In September 2017, scientists from the National Institutes of Health shared their discovery of a special, engineered antibody capable of binding to three vital sites of the HIV virus. The antibody can attack 99 percent of HIV strains, a similar feat that occurs in 1 percent of HIV patients. What makes the virus so difficult to cure and “pin down” is that it’s constantly mutating, which allows it to break through the barrier created by HIV antibodies.
However, a unique quality in the new antibody is that it uses a three-pronged attack on the microscopic battlefield inside the human body. Even if the virus managed to overcome one front through a new mutation, there would still be two more gatekeepers for it to deal with. And because the new antibody is a single combination of three other antibodies, it’s hoped that it will be approved by the Federal Drug Administration sooner, and that it can be used as a vaccine as well as a treatment. With successful preliminary testing on monkeys over, human trials should start this year.
While breakthrough treatments, PrEP, and combination therapy have slowed the spread of HIV and made the virus less of a death sentence, they have also contributed (albeit inadvertently) to a sense of forgetfulness and even unappreciation. Our community must recall the fact that early treatments and medications were either physically harmful, abjectly ineffective, or both. The HIV treatment knowledge and technology we have today were not available back in the 80s, meaning that many gay men were essentially test subjects, ones who suffered from the many physically, emotionally, and mentally debilitating effects of HIV.

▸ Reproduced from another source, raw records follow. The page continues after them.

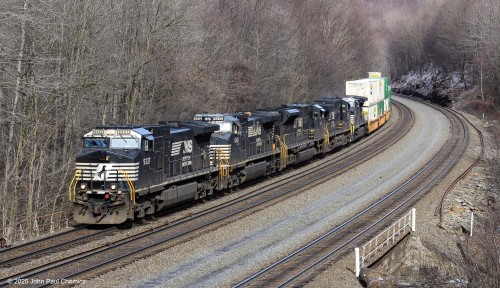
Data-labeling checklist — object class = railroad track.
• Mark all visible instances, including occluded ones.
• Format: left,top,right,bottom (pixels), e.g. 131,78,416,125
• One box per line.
234,97,476,287
0,226,117,268
0,104,413,287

This isn’t to suggest that HIV is no longer a devastating and life-changing diagnosis; just that all of us in the community (as well as our allies) have to make an effort to remember and continue to support our long-term survivors as well as the memories they carry of their peers. While it most certainly takes courage to be open about your sexuality, there’s no denying that it takes even more bravery to be open about being HIV positive. There are certainly those who have educated themselves about what it means to be undetectable/untransmittable, but there are also individuals who still shame the HIV positive.
“Sankofa” is a word from Ghana’s Twi language, a dialect spoken by the Akan people, that translates to “go back and get it.” It’s symbolized by a bird facing backward to take an egg from its back. The core concept of sankofa is that we must go back and retrieve the wisdom and knowledge of the past and bring it with us into the present as well as the future and use it to manifest positive change.
We cannot allow ourselves to forget our gay history or the people, events, and breakthroughs that brought us where we are today. Even if the new antibody works and HIV is cured and a vaccine for AIDS is created, there’s no telling what “next big thing” lurks around the corner. But by carrying the stories and sense of community of our rainbow ancestors with us into our future, we are sure to be lifted and soar, come what may.